Our opinion is not to be read to disapprove the practice of keeping presentence reports confidential. See United States v. Charmer Industries, 711 F.2d 1164, 1172-74 (2d Cir.1983); United States v. Walker, 491 F.2d 236, 238 (9th Cir.), cert. denied, 416 U.S. 990, 94 S.Ct. 2399, 40 L.Ed.2d 769 (1974). We do not reach that issue, for this case is distinguishable. The Federal Rules of Criminal Procedure expressly provide for limited access to information contained in presentence reports. Fed.R.Crim.P. 32(c)(3). The issue before us here concerns a proceeding under Rule 35, and nothing in the Rule's language, history, or judicial interpretation suggests that documents filed in support of motions for reduction of sentence should be treated in the same manner as presentence reports. In the absence of explicit legislative intent to the contrary, the general presumption of openness will prevail. See Press-Enterprise, 104 S.Ct. at 824. Motions to reduce sentence under Rule 35 are based on documents of a different nature than presen-tence reports. Pleadings under Rule 35 are filed by persons who have had their guilt adjudicated and sentence imposed in a public proceeding. A motion under Rule 35 seeks to modify the punishment deemed by the district court to be appropriate for the offense, and should likewise be public.

The government and the trial court here went so far as to assert that the government’s interests would be threatened if even its position of support or opposition to the motion were made known. That idea is as remarkable as it is meritless. The penal structure is the least visible, least understood, least effective part of the justice system; and each such failure is consequent from the others. Public examination, study, and comment is essential if the corrections process is to improve. Those objectives are disserved if the government conceals its position on so critical a matter as the modification of a felony sentence in a celebrated case.

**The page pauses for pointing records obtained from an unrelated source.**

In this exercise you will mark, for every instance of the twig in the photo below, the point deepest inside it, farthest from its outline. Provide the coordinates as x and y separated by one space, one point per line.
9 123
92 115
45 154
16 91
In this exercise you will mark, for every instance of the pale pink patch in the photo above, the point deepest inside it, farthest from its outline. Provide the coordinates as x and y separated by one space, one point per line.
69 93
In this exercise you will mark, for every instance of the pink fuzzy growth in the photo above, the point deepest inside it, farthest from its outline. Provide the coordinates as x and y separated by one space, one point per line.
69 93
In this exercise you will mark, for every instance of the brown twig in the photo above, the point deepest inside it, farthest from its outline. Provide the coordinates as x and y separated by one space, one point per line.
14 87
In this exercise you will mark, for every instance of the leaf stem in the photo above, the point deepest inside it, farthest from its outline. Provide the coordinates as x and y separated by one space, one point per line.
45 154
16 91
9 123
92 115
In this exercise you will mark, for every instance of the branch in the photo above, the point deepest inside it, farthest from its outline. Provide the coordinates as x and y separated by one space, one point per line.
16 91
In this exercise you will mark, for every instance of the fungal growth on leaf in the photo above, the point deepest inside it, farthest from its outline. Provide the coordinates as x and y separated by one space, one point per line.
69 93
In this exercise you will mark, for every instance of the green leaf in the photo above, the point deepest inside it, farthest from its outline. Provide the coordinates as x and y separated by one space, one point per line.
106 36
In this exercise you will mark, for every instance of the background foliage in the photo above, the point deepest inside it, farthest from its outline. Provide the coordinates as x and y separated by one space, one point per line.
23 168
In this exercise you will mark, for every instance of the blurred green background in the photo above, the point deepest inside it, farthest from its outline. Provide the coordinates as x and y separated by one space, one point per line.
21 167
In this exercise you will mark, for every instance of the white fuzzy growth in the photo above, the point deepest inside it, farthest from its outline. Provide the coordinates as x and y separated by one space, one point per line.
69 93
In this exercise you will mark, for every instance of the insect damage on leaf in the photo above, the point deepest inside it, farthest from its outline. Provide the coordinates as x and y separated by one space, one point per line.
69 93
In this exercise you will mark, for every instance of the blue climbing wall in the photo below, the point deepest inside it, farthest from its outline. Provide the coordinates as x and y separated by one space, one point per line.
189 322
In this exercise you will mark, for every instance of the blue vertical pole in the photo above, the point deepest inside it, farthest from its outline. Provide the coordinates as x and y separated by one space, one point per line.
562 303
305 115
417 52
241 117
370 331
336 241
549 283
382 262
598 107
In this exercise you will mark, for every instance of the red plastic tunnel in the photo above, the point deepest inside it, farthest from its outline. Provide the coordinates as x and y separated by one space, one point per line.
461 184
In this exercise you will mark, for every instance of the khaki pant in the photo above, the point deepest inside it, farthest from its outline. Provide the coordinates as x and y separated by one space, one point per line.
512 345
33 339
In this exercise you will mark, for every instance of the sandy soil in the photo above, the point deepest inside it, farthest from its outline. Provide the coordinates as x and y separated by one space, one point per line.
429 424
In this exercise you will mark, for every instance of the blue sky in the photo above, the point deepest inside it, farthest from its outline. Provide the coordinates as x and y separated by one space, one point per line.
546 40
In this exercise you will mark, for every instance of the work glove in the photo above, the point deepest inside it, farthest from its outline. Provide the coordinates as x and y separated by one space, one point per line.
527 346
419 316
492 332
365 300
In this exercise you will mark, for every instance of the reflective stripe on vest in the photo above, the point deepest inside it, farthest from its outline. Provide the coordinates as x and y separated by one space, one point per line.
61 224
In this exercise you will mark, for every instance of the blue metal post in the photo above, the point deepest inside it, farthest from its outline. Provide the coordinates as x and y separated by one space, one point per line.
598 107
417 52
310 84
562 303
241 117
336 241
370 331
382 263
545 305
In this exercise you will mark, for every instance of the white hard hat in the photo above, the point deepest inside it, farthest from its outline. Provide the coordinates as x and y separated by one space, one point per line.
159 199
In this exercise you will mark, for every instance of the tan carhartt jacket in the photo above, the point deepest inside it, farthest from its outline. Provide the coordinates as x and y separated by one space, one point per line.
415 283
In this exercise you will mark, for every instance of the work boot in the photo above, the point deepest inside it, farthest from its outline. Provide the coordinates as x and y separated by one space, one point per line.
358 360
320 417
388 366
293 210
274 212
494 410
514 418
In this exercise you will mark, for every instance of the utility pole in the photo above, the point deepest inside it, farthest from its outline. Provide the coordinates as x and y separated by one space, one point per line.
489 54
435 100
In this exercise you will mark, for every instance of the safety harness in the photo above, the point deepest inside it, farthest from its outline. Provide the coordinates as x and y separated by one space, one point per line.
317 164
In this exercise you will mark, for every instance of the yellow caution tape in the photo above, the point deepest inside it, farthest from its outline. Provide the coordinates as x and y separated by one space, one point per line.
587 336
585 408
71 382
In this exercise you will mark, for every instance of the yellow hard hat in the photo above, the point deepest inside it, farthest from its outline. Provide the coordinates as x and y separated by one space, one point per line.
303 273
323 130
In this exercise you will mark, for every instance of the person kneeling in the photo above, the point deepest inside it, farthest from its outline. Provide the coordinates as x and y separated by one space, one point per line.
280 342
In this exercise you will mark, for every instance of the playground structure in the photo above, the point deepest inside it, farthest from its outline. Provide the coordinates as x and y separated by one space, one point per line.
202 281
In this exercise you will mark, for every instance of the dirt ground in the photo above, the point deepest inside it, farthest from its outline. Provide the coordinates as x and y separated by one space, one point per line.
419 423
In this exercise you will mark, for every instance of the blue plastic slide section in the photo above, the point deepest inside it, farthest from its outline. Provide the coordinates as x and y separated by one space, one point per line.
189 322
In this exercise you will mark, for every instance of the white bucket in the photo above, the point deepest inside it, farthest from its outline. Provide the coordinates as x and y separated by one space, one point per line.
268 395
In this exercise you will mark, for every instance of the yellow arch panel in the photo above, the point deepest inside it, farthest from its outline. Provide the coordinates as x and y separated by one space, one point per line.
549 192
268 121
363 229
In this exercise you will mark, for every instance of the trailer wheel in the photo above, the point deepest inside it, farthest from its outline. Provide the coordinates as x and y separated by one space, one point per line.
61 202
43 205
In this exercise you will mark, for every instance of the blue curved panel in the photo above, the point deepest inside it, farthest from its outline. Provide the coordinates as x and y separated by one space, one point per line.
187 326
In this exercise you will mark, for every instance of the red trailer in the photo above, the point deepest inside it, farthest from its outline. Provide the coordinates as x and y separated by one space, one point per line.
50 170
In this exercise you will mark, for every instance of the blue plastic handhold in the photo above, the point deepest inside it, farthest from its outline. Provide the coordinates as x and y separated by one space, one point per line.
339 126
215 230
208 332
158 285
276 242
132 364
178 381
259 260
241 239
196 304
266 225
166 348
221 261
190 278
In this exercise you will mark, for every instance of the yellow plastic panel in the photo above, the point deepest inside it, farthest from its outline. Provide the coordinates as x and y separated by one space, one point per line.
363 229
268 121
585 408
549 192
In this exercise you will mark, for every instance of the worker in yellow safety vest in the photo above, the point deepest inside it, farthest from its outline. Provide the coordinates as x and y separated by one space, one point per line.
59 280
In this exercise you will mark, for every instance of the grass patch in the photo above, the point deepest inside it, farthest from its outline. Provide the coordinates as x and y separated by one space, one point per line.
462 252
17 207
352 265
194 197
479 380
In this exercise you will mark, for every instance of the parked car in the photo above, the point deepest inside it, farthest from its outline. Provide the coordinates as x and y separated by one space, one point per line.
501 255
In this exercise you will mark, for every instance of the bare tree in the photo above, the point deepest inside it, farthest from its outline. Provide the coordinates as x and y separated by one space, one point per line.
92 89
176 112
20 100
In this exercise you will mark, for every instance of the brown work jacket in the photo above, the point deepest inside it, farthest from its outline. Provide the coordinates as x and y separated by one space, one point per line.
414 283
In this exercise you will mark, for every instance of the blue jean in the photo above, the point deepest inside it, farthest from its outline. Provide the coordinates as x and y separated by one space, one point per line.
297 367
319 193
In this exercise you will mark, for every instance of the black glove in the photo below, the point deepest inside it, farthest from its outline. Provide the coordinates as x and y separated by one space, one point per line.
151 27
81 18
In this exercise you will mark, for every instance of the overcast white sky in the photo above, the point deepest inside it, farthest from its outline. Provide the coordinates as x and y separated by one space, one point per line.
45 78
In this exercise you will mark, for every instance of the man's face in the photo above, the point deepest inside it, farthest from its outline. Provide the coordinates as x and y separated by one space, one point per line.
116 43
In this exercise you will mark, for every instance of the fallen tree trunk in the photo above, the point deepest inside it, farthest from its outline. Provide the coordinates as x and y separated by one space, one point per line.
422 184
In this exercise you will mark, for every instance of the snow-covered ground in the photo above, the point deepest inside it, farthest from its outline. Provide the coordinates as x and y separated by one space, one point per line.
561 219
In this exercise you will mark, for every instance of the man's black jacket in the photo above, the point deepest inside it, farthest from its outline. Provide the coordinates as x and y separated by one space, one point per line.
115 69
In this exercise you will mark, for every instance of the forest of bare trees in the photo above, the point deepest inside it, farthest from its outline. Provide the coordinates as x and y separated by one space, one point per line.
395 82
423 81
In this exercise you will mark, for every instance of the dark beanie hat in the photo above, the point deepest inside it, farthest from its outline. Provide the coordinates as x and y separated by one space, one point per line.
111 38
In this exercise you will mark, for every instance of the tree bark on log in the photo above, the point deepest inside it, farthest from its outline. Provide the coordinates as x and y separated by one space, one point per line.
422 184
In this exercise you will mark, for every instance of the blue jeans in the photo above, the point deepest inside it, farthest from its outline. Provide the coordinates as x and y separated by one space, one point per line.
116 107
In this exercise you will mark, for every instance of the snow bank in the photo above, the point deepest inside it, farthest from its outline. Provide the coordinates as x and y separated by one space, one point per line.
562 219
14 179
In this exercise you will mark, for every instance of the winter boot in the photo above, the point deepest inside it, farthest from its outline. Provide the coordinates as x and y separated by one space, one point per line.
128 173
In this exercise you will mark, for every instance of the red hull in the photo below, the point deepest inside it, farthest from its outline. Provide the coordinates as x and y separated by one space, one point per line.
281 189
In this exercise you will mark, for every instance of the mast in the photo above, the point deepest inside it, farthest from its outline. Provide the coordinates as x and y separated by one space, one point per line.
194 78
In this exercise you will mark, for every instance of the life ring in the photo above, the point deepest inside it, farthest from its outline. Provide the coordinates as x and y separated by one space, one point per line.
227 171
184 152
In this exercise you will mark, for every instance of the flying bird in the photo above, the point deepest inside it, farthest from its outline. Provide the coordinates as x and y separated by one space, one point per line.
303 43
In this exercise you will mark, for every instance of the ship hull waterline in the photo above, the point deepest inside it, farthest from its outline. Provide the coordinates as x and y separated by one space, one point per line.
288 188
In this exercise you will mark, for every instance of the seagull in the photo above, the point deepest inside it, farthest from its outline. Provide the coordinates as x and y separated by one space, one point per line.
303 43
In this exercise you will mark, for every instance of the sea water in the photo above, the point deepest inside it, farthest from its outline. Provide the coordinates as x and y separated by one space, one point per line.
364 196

In the matter presented here, the interests asserted by the defendant and the government do not override the presumption of openness that is at the foundation of our judicial system. The petition for writ of mandamus is granted. The district court is directed to retract the Friedman affidavit from the pleadings in the case and release it to the government, and to unseal the defendant’s motion to reduce sentence and the government’s response. The writ shall issue.